KNN(K-nearest neighbor)
K-nearest neighbor (Cover and Hart, 1967) is a simple classification algorithm, and it is also called Reference Sample Plot Method. The idea of this algorithm is when given an unknown sample, a k-nearest neighbor (KNN) classifier searches a feature space for the k training samples that are closest to the unknown sample.This means KNN algorithm predicts the class of a sample with unknown class by considering the classes of k-nearest neighbors.

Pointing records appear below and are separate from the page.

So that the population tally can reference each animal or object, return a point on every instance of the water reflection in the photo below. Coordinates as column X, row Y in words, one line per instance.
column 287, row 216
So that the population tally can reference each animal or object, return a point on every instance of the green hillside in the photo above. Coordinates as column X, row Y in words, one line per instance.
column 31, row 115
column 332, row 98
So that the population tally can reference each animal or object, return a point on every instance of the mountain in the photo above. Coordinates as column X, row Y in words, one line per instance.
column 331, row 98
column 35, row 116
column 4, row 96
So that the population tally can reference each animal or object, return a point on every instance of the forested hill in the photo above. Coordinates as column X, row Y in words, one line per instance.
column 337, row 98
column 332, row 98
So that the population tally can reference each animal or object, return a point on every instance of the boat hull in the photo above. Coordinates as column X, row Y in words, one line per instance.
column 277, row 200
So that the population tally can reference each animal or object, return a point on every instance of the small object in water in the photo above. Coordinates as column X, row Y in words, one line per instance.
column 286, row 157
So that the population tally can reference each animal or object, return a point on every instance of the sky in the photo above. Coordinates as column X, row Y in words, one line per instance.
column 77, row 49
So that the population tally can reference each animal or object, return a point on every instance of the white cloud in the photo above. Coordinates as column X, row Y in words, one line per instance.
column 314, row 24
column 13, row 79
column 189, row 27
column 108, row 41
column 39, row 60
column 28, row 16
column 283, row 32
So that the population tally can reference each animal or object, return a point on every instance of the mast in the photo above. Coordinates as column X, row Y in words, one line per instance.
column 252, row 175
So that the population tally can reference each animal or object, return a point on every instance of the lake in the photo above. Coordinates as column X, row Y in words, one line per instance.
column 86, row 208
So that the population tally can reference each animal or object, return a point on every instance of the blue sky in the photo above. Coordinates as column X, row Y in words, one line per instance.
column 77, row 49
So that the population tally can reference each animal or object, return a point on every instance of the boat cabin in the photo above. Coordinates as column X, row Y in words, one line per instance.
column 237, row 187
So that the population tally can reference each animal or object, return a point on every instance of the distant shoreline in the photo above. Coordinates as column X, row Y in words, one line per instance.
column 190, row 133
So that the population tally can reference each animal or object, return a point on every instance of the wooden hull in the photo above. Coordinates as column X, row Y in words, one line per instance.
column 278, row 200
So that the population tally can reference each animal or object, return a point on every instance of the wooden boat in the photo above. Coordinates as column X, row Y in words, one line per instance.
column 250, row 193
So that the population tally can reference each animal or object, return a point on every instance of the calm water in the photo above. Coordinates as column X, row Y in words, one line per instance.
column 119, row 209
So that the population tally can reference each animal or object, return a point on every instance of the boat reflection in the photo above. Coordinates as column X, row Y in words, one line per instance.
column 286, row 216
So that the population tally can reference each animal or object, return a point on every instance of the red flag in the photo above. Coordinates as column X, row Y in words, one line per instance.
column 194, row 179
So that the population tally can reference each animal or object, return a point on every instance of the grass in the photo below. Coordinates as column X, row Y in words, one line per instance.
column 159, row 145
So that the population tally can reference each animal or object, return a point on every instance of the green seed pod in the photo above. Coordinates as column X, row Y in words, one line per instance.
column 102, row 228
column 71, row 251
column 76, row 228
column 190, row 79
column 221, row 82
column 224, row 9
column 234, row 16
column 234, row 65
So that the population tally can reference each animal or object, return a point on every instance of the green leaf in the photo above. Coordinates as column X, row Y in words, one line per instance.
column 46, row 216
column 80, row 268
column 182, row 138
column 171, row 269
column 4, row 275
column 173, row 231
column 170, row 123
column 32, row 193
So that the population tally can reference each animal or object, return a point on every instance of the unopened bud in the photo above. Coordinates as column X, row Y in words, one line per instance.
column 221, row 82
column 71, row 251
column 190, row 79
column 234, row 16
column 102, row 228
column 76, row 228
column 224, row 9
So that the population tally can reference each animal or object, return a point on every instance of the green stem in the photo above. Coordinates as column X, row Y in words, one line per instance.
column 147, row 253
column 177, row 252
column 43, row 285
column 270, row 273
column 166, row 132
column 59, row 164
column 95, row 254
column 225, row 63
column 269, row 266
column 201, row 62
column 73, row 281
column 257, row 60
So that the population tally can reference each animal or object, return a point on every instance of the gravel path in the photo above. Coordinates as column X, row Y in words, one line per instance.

SVM(supportive vector machine)
SVM is developed by Corinna Cortes and Vapnik, the core of which is the structural risk minimum principle constructed by the empirical risk minimum principle and confidence intervals.
Analysis of baseline features and peripheral blood routine parameters
All data were described as the mean ± SD. Comparison between two means was performed by the Wilcoxon rank-sum test. Comparison of the gender differences between groups was performed using the chi-squared test.
Model building, model performance evaluation and validation
In the training set, k-fold cross-validation (k = 5) was used, all 210 subjects were randomly divided into 5 equally sized subsets.Firstly, we used four of them in turn as the training set and one as the test set.k-Fold cross validation (k = 5)repeats this steps 5 times changing a partition serving as a test set one by one. In the end, averaged predictive performance over k validation steps is regarded as the predictive performance of a classification algorithm( Fig. 1). We evaluated diagnostic ability of each model based on follow parameters: accuracy, precision ,recall,F1 SCORE, Matthews correlation coefcient(MCC), Specifcity and negative predictive value(NPV).We plotted the area under the precision-recall curve (AUPRC) and the area under the receiver operating characteristic curve (AUROC) to compare the performances of the machine learning classification models. In the testing set, we also plotted the area under the precision-recall curve (AUPRC) and the area under the receiver operating characteristic curve (AUROC) to estimate of the model’s predictive performance.